David Moulton: Yeah. So both that, like, quick hit snackable bit but then something that allows you to follow through all, you know, 15, 18, maybe 22 minutes if it's a television show but also kind of stews in your head and makes you think about it. You know, as you were talking, we kind of need a -- an Ocean's Eleven. But instead of having the -- you know, the trapeze artist and the guy who's, you know, able to crack the safe and, you know, Brad Pitt who's always eating, right, like, it's just the hackers and what they're doing. Maybe you have, like, a little bit of affinity for them, but at least it shows, like, it's a business and what they're doing. So maybe that's, like --
Lisa Plaggemier: I mean, look at the shows lately. I'm watching -- currently watching Friends and Neighbors, and we watched Bad Sisters lately. There's a lot of shows lately that are getting you to really root for the bad guy. Like, you have huge empathy for the criminal.
David Moulton: The anti-hero.
Lisa Plaggemier: Yeah. It's -- it's pretty disturbing.

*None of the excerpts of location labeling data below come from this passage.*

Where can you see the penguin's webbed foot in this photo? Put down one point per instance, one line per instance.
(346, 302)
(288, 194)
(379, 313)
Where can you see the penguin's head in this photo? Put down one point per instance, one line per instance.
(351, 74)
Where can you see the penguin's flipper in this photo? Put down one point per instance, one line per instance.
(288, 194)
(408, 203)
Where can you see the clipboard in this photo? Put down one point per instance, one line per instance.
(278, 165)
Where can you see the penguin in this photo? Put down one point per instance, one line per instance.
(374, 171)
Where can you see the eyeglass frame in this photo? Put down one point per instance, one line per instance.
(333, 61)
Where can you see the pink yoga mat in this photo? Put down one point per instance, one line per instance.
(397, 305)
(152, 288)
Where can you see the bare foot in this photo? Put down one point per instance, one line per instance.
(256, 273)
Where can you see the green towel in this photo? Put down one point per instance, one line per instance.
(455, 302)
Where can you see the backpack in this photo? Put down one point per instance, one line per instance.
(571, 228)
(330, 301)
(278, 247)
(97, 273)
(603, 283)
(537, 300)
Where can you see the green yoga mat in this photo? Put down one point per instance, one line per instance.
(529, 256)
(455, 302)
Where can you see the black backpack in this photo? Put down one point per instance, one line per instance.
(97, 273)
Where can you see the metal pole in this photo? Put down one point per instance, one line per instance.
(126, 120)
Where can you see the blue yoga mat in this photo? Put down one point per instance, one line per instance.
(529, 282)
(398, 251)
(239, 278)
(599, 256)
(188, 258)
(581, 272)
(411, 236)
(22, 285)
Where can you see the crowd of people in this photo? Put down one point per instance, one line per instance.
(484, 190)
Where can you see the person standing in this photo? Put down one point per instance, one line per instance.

David Moulton: I think it started with Sopranos and Breaking Bad, where the anti --
Lisa Plaggemier: Yeah. >> David Moulton -- you know, the -- right, was the main character. And you're kind of into it, even if they were awful. Yep.
David Moulton: And then it showed that there was a way of telling the story from a different point of view, not necessarily always, like, the police drama where the -- you know, the law enforcement was chasing the bad guys. But you're kind of rooting for the bad guy to get away. So, Lisa, I want to take it back to -- to the report and if -- if there are security leaders out there who want to really use this report to -- you know, to drive the changes in their organizations that they know they need to. You know, where should they start? What's -- what's the, like, jump-off point for them?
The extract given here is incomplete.